Multiple SYCL compilers are using the LLVM compiler infrastructure including ComputeCpp and hipSYCL. In particular the DPC++ project has begun the process of upstreaming SYCL into the main LLVM compiler project. It's therefore relevant to see Codeplay Distinguished Engineer and SYCL Working Group Chair Michael Wong making the keynote talk at the "7th Annual Workshop on the LLVM Compiler Infrastructure in HPC" and we expect to hear more about how developers are benefitting from all these contributions to LLVM in other talks.
Tom Deakin from the University of Bristol has been working on performance portability research for years and has many published research papers on the topic. He will present at HiPar21on scoped parallelism as an extension to the existing hierarchical parallelism in SYCL alongside the co-authors of this paper. This will be an interesting talk where it will be possible to see direct comparisons of using SIMT, hierarchical parallelism and scoped parallelism paradigms.

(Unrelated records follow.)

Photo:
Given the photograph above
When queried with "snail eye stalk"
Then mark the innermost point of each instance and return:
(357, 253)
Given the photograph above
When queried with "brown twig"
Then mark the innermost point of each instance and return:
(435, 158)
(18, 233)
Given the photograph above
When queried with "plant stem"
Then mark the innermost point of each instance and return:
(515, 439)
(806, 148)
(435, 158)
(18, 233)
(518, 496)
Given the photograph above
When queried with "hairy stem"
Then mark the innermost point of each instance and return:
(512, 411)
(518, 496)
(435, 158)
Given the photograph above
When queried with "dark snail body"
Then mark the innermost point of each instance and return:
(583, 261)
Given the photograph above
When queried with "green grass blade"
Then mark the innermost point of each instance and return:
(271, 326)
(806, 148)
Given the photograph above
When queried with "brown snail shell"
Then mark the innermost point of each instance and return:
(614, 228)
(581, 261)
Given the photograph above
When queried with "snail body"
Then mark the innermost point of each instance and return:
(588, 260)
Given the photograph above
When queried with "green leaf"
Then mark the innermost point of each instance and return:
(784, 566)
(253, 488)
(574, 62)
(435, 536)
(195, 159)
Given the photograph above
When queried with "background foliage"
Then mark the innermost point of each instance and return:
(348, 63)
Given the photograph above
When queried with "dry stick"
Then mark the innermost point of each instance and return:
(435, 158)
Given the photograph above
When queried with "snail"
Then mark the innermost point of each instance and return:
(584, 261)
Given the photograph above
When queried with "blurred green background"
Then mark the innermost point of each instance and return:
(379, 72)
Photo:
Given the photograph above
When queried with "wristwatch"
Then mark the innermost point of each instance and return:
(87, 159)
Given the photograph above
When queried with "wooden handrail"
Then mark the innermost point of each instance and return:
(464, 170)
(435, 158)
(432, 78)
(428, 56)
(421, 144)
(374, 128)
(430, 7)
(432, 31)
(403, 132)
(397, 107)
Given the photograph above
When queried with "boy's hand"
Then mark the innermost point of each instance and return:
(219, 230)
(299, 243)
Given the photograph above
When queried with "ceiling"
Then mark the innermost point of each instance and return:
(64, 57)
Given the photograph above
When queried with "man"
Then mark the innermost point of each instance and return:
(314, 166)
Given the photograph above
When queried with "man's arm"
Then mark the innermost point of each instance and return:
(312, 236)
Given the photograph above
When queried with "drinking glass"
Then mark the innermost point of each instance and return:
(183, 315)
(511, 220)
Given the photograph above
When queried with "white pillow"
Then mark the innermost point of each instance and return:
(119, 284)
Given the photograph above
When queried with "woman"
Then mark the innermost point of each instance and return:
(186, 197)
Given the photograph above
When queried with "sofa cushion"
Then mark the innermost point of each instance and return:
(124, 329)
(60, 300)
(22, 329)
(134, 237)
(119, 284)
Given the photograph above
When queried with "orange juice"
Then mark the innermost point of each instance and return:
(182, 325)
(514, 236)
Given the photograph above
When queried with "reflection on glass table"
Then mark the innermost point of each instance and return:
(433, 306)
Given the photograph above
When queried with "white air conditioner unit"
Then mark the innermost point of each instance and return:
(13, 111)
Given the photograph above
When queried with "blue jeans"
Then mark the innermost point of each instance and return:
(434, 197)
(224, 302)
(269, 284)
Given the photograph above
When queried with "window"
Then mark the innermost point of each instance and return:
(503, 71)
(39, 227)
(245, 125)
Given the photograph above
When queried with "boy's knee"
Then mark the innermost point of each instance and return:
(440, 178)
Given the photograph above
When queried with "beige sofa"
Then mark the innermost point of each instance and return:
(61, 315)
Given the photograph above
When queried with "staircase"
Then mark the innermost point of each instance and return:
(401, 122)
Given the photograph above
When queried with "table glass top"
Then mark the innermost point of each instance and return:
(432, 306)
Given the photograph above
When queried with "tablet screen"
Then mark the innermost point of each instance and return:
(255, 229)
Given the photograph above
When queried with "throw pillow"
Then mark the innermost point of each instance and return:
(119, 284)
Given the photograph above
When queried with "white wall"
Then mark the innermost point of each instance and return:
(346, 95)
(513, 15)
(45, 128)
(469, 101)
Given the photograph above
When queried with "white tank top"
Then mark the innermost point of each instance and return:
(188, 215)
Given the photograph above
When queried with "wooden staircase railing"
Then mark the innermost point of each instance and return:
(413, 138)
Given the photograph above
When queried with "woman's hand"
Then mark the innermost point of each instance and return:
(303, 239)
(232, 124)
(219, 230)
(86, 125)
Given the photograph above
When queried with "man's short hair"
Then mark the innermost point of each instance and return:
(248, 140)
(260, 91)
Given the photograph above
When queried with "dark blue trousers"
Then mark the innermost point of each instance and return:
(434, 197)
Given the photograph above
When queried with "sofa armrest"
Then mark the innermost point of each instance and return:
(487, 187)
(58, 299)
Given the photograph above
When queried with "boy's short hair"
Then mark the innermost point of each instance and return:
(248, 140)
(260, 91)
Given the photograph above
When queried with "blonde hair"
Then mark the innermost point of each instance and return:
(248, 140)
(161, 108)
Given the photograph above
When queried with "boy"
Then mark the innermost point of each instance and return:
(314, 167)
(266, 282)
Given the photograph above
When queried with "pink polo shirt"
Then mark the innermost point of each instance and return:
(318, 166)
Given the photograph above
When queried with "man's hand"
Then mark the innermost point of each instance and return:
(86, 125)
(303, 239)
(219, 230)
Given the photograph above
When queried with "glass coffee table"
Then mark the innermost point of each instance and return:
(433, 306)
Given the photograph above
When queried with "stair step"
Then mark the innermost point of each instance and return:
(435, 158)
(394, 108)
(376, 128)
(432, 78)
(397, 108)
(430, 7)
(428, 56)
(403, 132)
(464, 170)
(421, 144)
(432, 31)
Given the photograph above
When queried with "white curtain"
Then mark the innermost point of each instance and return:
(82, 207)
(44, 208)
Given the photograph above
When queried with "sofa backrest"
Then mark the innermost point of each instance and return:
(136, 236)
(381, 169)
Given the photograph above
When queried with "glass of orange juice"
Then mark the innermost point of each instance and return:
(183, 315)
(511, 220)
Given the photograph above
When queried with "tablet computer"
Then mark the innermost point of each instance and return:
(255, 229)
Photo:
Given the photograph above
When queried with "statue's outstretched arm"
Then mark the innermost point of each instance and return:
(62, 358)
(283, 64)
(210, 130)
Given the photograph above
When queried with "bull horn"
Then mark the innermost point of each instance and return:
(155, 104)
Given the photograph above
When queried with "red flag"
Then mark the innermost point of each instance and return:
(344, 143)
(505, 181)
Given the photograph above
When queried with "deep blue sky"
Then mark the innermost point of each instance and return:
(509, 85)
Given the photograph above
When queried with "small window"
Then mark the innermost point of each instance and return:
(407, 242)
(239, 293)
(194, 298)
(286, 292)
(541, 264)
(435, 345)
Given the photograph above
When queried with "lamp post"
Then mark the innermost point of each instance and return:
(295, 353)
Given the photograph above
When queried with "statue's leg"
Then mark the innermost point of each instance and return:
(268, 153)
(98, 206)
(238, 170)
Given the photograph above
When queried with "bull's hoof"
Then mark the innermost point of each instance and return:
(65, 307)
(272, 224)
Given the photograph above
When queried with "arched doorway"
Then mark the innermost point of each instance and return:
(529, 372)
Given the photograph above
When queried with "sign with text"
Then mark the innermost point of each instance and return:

Lawrence Berkeley National Laboratory are starting to run applications on the pre-exascale Perlmutter supercomputer. Vincent Pascuzzi from LBNL will present a paper co-authored with Mehdi Goli from Codeplay where he demonstrates cross-platform portability of random number generation using the oneMKL library. The results are at par with native implementations for Nvidia and AMD hardware proving that SYCL can achieve this portability goal.
Monday 15th November
The H2RC workshop focuses on high performance reconfigurable computing and Michael Kisner from Intel will present Device_global, new extension for SYCL introducing device-scoped allocations to enhance performance and usability.
Tuesday 16 November
The SYCL Birds of a Feather returns to SuperComputing, hosted by Simon Mcintosh-Smith, Codeplay's Michael Wong and James Broadman. Expect participation from all the world's SYCL experts so this is an opportunity to ask your most difficult SYCL questions to those who are defining the specification.
Wednesday 17 November
The C++ Birds of a Feather at SuperComputing is very relevant because SYCL is closely aligned with the ISO C++ standard. This BoF is hosted by Codeplay's Michael Wong and Bjarne Stroustrup so is a unique opportunity to ask questions and join the discussion on where C++ is going in an increasingly heterogeneous world.
Friday 19th November
On the closing day experts including Samantika Sury and John Pennycook from Intel will present a session entitled "A Holistic Systems Approach to Leveraging Heterogeneity" as part of PEHC. During the presentation the authors will detail the vision for oneAPI (with SYCL at its heart) that addresses the challenges of heterogeneous computing.
These are only a small number of the total talks at SuperComputing and whether you are planning on attending in person or online you won't run out of sessions to attend.